Dual controllers just means that there are two, it does not mean that one takes over when the other one fails. It's that simple. The assumption is that this is why two controllers are present, but that is a marketing gimmick. There are two controllers because it raises the price and makes it easy to get people to buy, not because it provides a demonstrable value.
In high end, mainframe class SANs like those available from EMC, HDS and HPE 3PAR offer what we call active/active controllers or "highly decoupled" controllers. The controllers are independent, do not share firmware, are both seeing the disks all of the time and essentially have no dependencies on each other. Because high end SANs offer this, it makes it easy to lump all dual controller SANs into this category but this isn't how things work any more than your Raspberry Pi does not have dual failover motherboards like your HPE Integrity does. In a high end, mainframe class SAN like EMC VMAX you indeed get high availability in a single SAN chassis. You also pay for it.
It cannot be missed that if you buy an EMC VMAX, as an example, you could have purchased one of several similar classed servers from companies like IBM, HPE and Oracle, that are servers with the same high reliability in a single chassis. So the dual controllers of the SAN in this range still do not increase the reliability in respect to servers of the same class. So even here, the dual controller system is to maintain reliability at its tier, SANs are never more reliable than their server compatriots at a given tier.
When we drop to the next tier down of storage, most SANs continue to come with dual controllers in a single chassis. However this are not active/active controllers and are instead systems like active/passive and are highly coupled. The tight coupling is where we start to see issues. The tight coupling means that the controllers have some amount of dependency upon each other - often rather a lot of it. This is often in the form of firmware dependencies but can be electrical or mechanical, as well. These systems often perform flawlessly in non-failure modes such as in demos where one controller is removed from the chassis so they look great in showrooms. But in the real world when a controller fails the overall system failure rate is extremely high and since there are twice as many controllers to fail as necessary the chance of there being "a" failure is much higher than if there was only a single controller.
Tightly coupled dual controller SANs are probably the riskiest form of storage device. Because the controllers tend to "shoot each other" and because they have often high failure rates on firmware patching they, from long observation across many product lines, are dramatically less reliable than a normal server or even a cheaper single controller SAN device.
And, of course, there remains the risks of a shared chassis and backplane and a single disk array. Those are major components to share.
And there is "HA compatibility". It is not uncommon for a storage device with dual controllers to fail over from one controller to the other successfully - according to the storage device itself but for systems connected to it to fail because the failover happened too slowly. The speed of failover is often overlooked in these scenarios and systems can fail due to the dual controllers while the vendor gets to report that no failure took place.
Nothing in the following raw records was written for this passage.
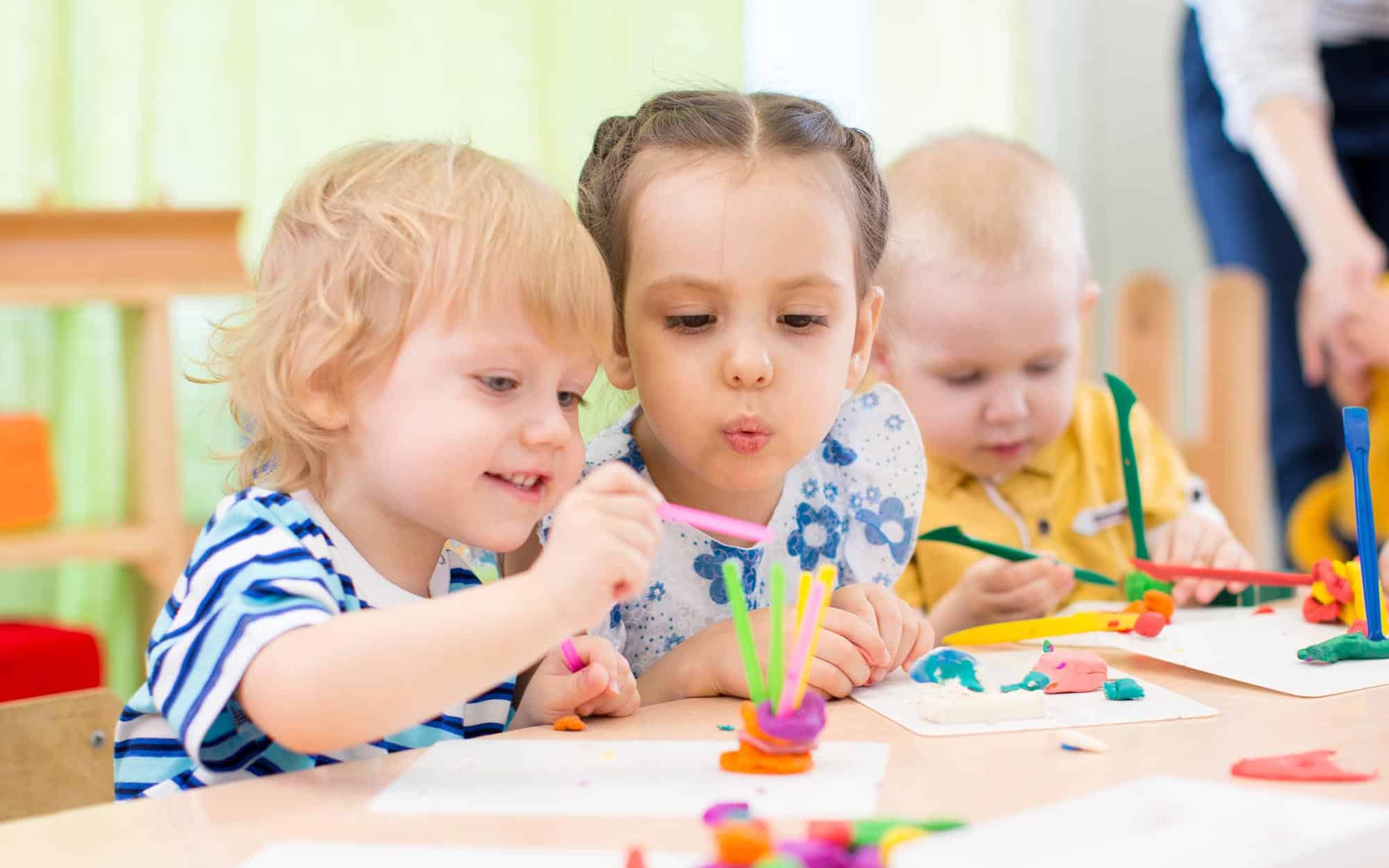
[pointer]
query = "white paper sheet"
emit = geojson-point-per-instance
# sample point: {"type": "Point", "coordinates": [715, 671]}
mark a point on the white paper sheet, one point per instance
{"type": "Point", "coordinates": [1261, 651]}
{"type": "Point", "coordinates": [897, 701]}
{"type": "Point", "coordinates": [301, 855]}
{"type": "Point", "coordinates": [592, 778]}
{"type": "Point", "coordinates": [1161, 823]}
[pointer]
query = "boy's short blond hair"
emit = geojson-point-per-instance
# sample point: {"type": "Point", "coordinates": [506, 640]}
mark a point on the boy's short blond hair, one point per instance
{"type": "Point", "coordinates": [372, 241]}
{"type": "Point", "coordinates": [980, 206]}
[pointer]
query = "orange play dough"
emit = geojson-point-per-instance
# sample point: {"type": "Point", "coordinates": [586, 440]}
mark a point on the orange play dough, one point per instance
{"type": "Point", "coordinates": [742, 842]}
{"type": "Point", "coordinates": [752, 762]}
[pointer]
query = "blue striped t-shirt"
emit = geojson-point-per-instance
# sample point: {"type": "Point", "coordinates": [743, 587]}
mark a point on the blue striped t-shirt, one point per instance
{"type": "Point", "coordinates": [265, 565]}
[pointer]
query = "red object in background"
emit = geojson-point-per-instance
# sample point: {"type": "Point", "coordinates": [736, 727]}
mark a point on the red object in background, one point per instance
{"type": "Point", "coordinates": [41, 659]}
{"type": "Point", "coordinates": [28, 492]}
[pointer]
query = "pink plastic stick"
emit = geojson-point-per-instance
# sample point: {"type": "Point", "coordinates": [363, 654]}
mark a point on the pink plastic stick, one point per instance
{"type": "Point", "coordinates": [1249, 577]}
{"type": "Point", "coordinates": [716, 524]}
{"type": "Point", "coordinates": [572, 656]}
{"type": "Point", "coordinates": [799, 658]}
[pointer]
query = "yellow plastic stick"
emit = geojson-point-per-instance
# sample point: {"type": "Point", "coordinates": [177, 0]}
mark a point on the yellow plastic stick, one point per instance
{"type": "Point", "coordinates": [1040, 628]}
{"type": "Point", "coordinates": [827, 576]}
{"type": "Point", "coordinates": [801, 599]}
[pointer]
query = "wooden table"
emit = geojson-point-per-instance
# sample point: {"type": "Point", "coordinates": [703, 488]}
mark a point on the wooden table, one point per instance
{"type": "Point", "coordinates": [972, 777]}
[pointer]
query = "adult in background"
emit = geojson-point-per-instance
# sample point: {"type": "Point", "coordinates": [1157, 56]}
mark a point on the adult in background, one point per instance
{"type": "Point", "coordinates": [1287, 127]}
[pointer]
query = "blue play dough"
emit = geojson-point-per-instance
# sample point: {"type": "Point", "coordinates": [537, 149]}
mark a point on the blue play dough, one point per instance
{"type": "Point", "coordinates": [948, 665]}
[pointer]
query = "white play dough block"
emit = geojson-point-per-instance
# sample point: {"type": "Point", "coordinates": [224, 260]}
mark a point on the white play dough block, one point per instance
{"type": "Point", "coordinates": [951, 703]}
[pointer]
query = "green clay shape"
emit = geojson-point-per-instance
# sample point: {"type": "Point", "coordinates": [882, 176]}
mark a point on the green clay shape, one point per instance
{"type": "Point", "coordinates": [1137, 583]}
{"type": "Point", "coordinates": [1123, 690]}
{"type": "Point", "coordinates": [1349, 646]}
{"type": "Point", "coordinates": [948, 665]}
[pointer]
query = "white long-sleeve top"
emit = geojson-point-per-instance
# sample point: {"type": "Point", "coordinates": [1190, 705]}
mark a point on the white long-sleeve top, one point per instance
{"type": "Point", "coordinates": [1258, 49]}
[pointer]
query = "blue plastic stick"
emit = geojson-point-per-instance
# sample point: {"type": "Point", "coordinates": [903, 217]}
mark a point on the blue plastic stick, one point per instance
{"type": "Point", "coordinates": [1356, 423]}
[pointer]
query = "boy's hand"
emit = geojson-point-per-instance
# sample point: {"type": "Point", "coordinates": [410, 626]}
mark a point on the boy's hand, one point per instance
{"type": "Point", "coordinates": [604, 687]}
{"type": "Point", "coordinates": [1199, 541]}
{"type": "Point", "coordinates": [605, 535]}
{"type": "Point", "coordinates": [994, 591]}
{"type": "Point", "coordinates": [904, 633]}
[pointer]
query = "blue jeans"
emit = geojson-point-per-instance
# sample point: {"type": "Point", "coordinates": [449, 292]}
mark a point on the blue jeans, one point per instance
{"type": "Point", "coordinates": [1247, 227]}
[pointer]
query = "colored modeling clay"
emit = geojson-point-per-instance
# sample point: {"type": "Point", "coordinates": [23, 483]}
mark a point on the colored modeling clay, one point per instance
{"type": "Point", "coordinates": [1073, 671]}
{"type": "Point", "coordinates": [869, 833]}
{"type": "Point", "coordinates": [1123, 688]}
{"type": "Point", "coordinates": [1161, 602]}
{"type": "Point", "coordinates": [1312, 766]}
{"type": "Point", "coordinates": [1151, 624]}
{"type": "Point", "coordinates": [1138, 583]}
{"type": "Point", "coordinates": [831, 831]}
{"type": "Point", "coordinates": [1033, 681]}
{"type": "Point", "coordinates": [947, 665]}
{"type": "Point", "coordinates": [897, 837]}
{"type": "Point", "coordinates": [780, 860]}
{"type": "Point", "coordinates": [955, 705]}
{"type": "Point", "coordinates": [812, 853]}
{"type": "Point", "coordinates": [727, 810]}
{"type": "Point", "coordinates": [1349, 646]}
{"type": "Point", "coordinates": [772, 745]}
{"type": "Point", "coordinates": [742, 842]}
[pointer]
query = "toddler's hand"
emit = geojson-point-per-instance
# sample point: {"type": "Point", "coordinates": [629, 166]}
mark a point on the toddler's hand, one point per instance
{"type": "Point", "coordinates": [605, 535]}
{"type": "Point", "coordinates": [905, 634]}
{"type": "Point", "coordinates": [994, 590]}
{"type": "Point", "coordinates": [604, 687]}
{"type": "Point", "coordinates": [1199, 541]}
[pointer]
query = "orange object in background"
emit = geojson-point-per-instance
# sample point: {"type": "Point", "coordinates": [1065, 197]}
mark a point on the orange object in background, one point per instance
{"type": "Point", "coordinates": [28, 494]}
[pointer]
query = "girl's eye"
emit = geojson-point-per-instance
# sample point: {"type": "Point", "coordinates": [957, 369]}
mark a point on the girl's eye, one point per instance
{"type": "Point", "coordinates": [802, 322]}
{"type": "Point", "coordinates": [965, 380]}
{"type": "Point", "coordinates": [499, 384]}
{"type": "Point", "coordinates": [690, 323]}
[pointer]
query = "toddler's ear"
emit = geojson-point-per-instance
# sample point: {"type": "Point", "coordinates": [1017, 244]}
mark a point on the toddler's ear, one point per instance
{"type": "Point", "coordinates": [1090, 295]}
{"type": "Point", "coordinates": [866, 335]}
{"type": "Point", "coordinates": [323, 402]}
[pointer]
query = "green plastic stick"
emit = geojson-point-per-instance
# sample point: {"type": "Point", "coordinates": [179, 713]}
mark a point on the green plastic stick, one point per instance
{"type": "Point", "coordinates": [776, 658]}
{"type": "Point", "coordinates": [734, 584]}
{"type": "Point", "coordinates": [952, 534]}
{"type": "Point", "coordinates": [1124, 402]}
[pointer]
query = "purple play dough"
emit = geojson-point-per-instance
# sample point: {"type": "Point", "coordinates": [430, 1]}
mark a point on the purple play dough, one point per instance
{"type": "Point", "coordinates": [817, 853]}
{"type": "Point", "coordinates": [866, 858]}
{"type": "Point", "coordinates": [802, 724]}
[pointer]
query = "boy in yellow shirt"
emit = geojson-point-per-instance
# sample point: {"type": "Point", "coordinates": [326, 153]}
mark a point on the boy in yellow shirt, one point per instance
{"type": "Point", "coordinates": [987, 284]}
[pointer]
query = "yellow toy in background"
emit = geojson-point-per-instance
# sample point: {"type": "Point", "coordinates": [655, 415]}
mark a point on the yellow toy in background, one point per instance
{"type": "Point", "coordinates": [1323, 520]}
{"type": "Point", "coordinates": [1336, 595]}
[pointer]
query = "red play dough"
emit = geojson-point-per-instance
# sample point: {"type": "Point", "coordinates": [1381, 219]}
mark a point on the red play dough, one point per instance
{"type": "Point", "coordinates": [1151, 624]}
{"type": "Point", "coordinates": [1312, 766]}
{"type": "Point", "coordinates": [1316, 613]}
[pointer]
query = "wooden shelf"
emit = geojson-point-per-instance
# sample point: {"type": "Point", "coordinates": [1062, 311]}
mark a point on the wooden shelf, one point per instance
{"type": "Point", "coordinates": [130, 544]}
{"type": "Point", "coordinates": [140, 260]}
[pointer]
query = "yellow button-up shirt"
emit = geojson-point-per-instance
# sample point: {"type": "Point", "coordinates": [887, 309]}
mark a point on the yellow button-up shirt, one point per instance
{"type": "Point", "coordinates": [1067, 501]}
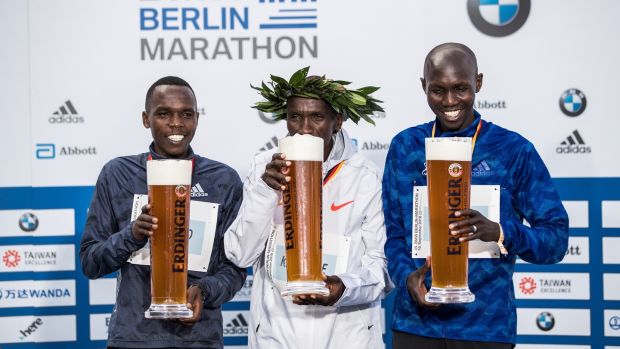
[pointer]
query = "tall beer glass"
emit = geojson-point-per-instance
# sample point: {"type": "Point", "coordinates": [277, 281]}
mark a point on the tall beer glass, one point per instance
{"type": "Point", "coordinates": [169, 186]}
{"type": "Point", "coordinates": [448, 173]}
{"type": "Point", "coordinates": [302, 204]}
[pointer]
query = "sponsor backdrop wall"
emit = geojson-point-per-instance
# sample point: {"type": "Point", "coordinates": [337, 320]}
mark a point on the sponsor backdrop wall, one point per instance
{"type": "Point", "coordinates": [74, 74]}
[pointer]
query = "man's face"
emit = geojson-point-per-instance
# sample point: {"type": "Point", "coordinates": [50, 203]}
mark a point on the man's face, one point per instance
{"type": "Point", "coordinates": [313, 117]}
{"type": "Point", "coordinates": [451, 88]}
{"type": "Point", "coordinates": [172, 118]}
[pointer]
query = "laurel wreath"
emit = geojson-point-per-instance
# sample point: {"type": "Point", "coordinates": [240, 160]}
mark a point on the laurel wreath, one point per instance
{"type": "Point", "coordinates": [352, 104]}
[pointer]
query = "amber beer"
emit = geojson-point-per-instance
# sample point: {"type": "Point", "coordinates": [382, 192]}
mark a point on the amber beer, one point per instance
{"type": "Point", "coordinates": [169, 186]}
{"type": "Point", "coordinates": [302, 206]}
{"type": "Point", "coordinates": [448, 172]}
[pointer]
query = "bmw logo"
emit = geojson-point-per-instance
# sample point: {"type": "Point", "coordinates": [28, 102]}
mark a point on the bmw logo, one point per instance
{"type": "Point", "coordinates": [498, 17]}
{"type": "Point", "coordinates": [573, 102]}
{"type": "Point", "coordinates": [545, 321]}
{"type": "Point", "coordinates": [28, 222]}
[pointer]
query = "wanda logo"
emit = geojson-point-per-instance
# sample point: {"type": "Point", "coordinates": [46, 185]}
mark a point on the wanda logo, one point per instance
{"type": "Point", "coordinates": [11, 258]}
{"type": "Point", "coordinates": [527, 285]}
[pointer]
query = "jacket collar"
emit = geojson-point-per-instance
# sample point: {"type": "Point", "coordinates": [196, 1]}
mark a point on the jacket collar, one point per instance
{"type": "Point", "coordinates": [466, 132]}
{"type": "Point", "coordinates": [155, 156]}
{"type": "Point", "coordinates": [343, 149]}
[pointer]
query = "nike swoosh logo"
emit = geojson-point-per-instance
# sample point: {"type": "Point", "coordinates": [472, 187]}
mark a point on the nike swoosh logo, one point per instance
{"type": "Point", "coordinates": [337, 207]}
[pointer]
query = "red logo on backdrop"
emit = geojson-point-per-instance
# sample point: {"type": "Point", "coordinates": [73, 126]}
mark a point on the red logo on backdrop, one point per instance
{"type": "Point", "coordinates": [527, 285]}
{"type": "Point", "coordinates": [11, 258]}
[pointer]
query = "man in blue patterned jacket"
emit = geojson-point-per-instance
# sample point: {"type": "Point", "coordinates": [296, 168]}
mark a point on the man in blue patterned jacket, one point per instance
{"type": "Point", "coordinates": [450, 83]}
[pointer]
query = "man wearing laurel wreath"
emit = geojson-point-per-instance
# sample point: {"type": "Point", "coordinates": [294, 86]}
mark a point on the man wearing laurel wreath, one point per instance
{"type": "Point", "coordinates": [349, 317]}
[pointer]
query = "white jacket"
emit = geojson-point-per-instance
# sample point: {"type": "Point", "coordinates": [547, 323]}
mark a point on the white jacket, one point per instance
{"type": "Point", "coordinates": [355, 320]}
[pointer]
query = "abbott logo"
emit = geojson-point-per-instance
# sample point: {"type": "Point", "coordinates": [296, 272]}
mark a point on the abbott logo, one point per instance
{"type": "Point", "coordinates": [574, 144]}
{"type": "Point", "coordinates": [238, 326]}
{"type": "Point", "coordinates": [45, 151]}
{"type": "Point", "coordinates": [66, 114]}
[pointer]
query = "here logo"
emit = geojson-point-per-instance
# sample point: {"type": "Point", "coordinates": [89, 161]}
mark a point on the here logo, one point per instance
{"type": "Point", "coordinates": [33, 327]}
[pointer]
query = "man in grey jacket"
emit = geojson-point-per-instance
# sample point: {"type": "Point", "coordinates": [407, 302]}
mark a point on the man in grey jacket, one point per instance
{"type": "Point", "coordinates": [110, 237]}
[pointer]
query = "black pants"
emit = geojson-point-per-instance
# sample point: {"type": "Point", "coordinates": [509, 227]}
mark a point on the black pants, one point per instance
{"type": "Point", "coordinates": [402, 340]}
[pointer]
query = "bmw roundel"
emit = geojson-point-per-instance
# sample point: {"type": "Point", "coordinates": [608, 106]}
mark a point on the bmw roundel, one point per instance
{"type": "Point", "coordinates": [28, 222]}
{"type": "Point", "coordinates": [498, 17]}
{"type": "Point", "coordinates": [545, 321]}
{"type": "Point", "coordinates": [573, 102]}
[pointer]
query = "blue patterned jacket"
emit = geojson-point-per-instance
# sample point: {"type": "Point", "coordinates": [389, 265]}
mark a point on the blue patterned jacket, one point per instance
{"type": "Point", "coordinates": [501, 157]}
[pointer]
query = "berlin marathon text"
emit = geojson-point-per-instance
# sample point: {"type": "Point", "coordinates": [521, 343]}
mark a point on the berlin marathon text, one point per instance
{"type": "Point", "coordinates": [228, 48]}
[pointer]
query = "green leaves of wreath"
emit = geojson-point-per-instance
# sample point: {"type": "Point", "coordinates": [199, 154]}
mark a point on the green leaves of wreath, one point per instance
{"type": "Point", "coordinates": [353, 104]}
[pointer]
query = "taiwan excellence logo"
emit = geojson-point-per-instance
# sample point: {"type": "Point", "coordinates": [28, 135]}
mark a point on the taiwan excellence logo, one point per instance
{"type": "Point", "coordinates": [28, 222]}
{"type": "Point", "coordinates": [527, 285]}
{"type": "Point", "coordinates": [498, 17]}
{"type": "Point", "coordinates": [545, 321]}
{"type": "Point", "coordinates": [11, 258]}
{"type": "Point", "coordinates": [573, 102]}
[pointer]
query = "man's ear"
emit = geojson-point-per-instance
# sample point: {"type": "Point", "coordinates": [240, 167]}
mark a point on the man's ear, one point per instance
{"type": "Point", "coordinates": [478, 82]}
{"type": "Point", "coordinates": [145, 120]}
{"type": "Point", "coordinates": [339, 121]}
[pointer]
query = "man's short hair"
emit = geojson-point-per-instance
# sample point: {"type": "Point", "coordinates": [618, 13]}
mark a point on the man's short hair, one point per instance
{"type": "Point", "coordinates": [454, 46]}
{"type": "Point", "coordinates": [166, 80]}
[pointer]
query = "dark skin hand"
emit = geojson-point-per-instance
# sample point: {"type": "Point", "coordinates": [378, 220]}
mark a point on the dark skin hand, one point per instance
{"type": "Point", "coordinates": [336, 289]}
{"type": "Point", "coordinates": [417, 289]}
{"type": "Point", "coordinates": [486, 230]}
{"type": "Point", "coordinates": [144, 225]}
{"type": "Point", "coordinates": [275, 172]}
{"type": "Point", "coordinates": [143, 228]}
{"type": "Point", "coordinates": [195, 303]}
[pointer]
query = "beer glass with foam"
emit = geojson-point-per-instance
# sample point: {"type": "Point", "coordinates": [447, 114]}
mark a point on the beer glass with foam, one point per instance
{"type": "Point", "coordinates": [169, 187]}
{"type": "Point", "coordinates": [301, 204]}
{"type": "Point", "coordinates": [448, 173]}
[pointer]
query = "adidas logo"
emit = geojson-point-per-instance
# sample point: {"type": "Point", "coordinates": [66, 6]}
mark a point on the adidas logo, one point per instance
{"type": "Point", "coordinates": [482, 169]}
{"type": "Point", "coordinates": [197, 191]}
{"type": "Point", "coordinates": [237, 326]}
{"type": "Point", "coordinates": [573, 144]}
{"type": "Point", "coordinates": [271, 144]}
{"type": "Point", "coordinates": [66, 114]}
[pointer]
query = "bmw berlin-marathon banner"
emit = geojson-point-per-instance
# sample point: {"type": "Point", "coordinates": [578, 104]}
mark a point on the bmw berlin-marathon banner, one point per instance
{"type": "Point", "coordinates": [75, 76]}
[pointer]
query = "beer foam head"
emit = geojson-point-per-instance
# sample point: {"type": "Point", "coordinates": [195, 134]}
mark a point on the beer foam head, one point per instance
{"type": "Point", "coordinates": [169, 172]}
{"type": "Point", "coordinates": [448, 148]}
{"type": "Point", "coordinates": [302, 147]}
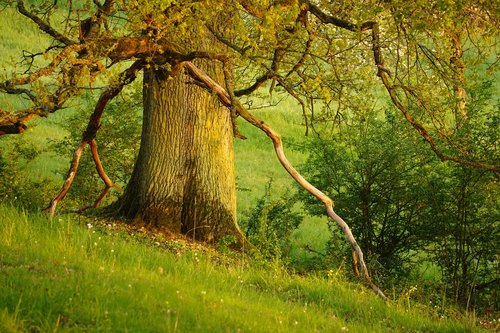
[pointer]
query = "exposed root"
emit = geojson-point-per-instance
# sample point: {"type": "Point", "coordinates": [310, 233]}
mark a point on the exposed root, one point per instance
{"type": "Point", "coordinates": [102, 174]}
{"type": "Point", "coordinates": [88, 137]}
{"type": "Point", "coordinates": [51, 208]}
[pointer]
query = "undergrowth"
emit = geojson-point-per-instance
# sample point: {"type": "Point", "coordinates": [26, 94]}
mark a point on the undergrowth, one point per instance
{"type": "Point", "coordinates": [77, 274]}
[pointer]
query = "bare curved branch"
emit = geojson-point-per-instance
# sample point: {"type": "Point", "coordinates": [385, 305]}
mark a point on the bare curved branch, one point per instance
{"type": "Point", "coordinates": [225, 99]}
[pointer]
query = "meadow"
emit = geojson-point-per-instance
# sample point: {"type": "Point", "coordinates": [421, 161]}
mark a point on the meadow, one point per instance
{"type": "Point", "coordinates": [76, 274]}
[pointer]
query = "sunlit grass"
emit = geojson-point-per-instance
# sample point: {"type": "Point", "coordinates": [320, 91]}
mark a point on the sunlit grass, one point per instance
{"type": "Point", "coordinates": [70, 275]}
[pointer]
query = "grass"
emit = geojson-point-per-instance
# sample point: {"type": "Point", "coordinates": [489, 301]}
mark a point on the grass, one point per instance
{"type": "Point", "coordinates": [89, 276]}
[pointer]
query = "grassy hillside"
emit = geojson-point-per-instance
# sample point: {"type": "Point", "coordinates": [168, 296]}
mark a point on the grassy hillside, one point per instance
{"type": "Point", "coordinates": [89, 276]}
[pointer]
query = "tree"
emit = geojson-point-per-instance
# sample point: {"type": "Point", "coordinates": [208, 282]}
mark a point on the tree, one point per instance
{"type": "Point", "coordinates": [197, 57]}
{"type": "Point", "coordinates": [375, 174]}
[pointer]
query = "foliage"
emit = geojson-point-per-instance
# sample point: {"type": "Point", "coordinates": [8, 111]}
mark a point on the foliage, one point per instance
{"type": "Point", "coordinates": [374, 176]}
{"type": "Point", "coordinates": [118, 144]}
{"type": "Point", "coordinates": [270, 224]}
{"type": "Point", "coordinates": [407, 209]}
{"type": "Point", "coordinates": [464, 208]}
{"type": "Point", "coordinates": [16, 162]}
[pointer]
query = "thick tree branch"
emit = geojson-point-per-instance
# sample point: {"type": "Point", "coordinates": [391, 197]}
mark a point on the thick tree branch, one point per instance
{"type": "Point", "coordinates": [88, 137]}
{"type": "Point", "coordinates": [225, 99]}
{"type": "Point", "coordinates": [384, 75]}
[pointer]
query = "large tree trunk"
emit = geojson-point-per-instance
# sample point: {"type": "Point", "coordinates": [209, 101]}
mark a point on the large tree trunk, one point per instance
{"type": "Point", "coordinates": [184, 178]}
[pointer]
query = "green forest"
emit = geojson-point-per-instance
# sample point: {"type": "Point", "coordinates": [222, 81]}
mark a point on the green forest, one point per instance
{"type": "Point", "coordinates": [236, 166]}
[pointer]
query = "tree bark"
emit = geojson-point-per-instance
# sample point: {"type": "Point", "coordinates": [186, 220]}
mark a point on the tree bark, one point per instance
{"type": "Point", "coordinates": [184, 178]}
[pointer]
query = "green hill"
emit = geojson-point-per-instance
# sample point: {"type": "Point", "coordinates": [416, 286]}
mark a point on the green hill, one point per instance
{"type": "Point", "coordinates": [84, 275]}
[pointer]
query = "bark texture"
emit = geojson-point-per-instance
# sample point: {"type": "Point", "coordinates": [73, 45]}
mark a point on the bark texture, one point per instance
{"type": "Point", "coordinates": [184, 177]}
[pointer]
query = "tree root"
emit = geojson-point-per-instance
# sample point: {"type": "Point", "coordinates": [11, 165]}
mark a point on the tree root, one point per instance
{"type": "Point", "coordinates": [71, 176]}
{"type": "Point", "coordinates": [88, 137]}
{"type": "Point", "coordinates": [224, 97]}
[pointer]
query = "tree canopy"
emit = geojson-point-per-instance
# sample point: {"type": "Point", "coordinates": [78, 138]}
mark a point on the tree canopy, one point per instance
{"type": "Point", "coordinates": [329, 57]}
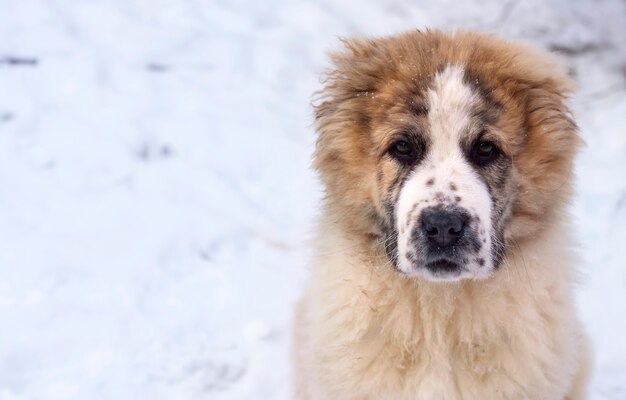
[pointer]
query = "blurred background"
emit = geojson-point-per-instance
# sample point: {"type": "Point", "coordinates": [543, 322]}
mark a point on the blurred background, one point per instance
{"type": "Point", "coordinates": [156, 195]}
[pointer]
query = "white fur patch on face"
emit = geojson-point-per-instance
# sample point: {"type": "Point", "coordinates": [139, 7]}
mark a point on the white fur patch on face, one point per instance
{"type": "Point", "coordinates": [446, 180]}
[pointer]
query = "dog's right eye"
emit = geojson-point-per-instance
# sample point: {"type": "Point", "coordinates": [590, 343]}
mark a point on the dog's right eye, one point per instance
{"type": "Point", "coordinates": [403, 151]}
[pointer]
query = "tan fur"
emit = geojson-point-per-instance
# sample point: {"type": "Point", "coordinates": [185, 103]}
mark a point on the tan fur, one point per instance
{"type": "Point", "coordinates": [362, 330]}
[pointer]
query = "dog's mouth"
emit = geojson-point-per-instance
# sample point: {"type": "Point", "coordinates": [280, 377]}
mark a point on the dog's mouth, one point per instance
{"type": "Point", "coordinates": [444, 268]}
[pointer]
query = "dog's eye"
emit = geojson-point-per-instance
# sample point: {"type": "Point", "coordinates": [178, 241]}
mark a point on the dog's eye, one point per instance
{"type": "Point", "coordinates": [403, 151]}
{"type": "Point", "coordinates": [484, 152]}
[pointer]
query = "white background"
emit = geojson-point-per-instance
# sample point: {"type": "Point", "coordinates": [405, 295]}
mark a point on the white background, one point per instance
{"type": "Point", "coordinates": [156, 196]}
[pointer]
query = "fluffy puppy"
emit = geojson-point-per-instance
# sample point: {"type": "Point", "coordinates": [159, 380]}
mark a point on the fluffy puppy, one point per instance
{"type": "Point", "coordinates": [443, 264]}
A tricky reporting strategy.
Dual controllers sound wonderful but as a concept on their own, they are meaningless. How they are implemented and how they are intended to work matter greatly. By and large, dual controllers are a negative as they are costly and risky and exist only as a marketing strategy to make SANs have a degree of plausible "magic" or to give IT buys plausible denyability that they felt confident that the system could not fail. But the reality is that buying a non-active/active dual controller SAN is the riskiest storage move.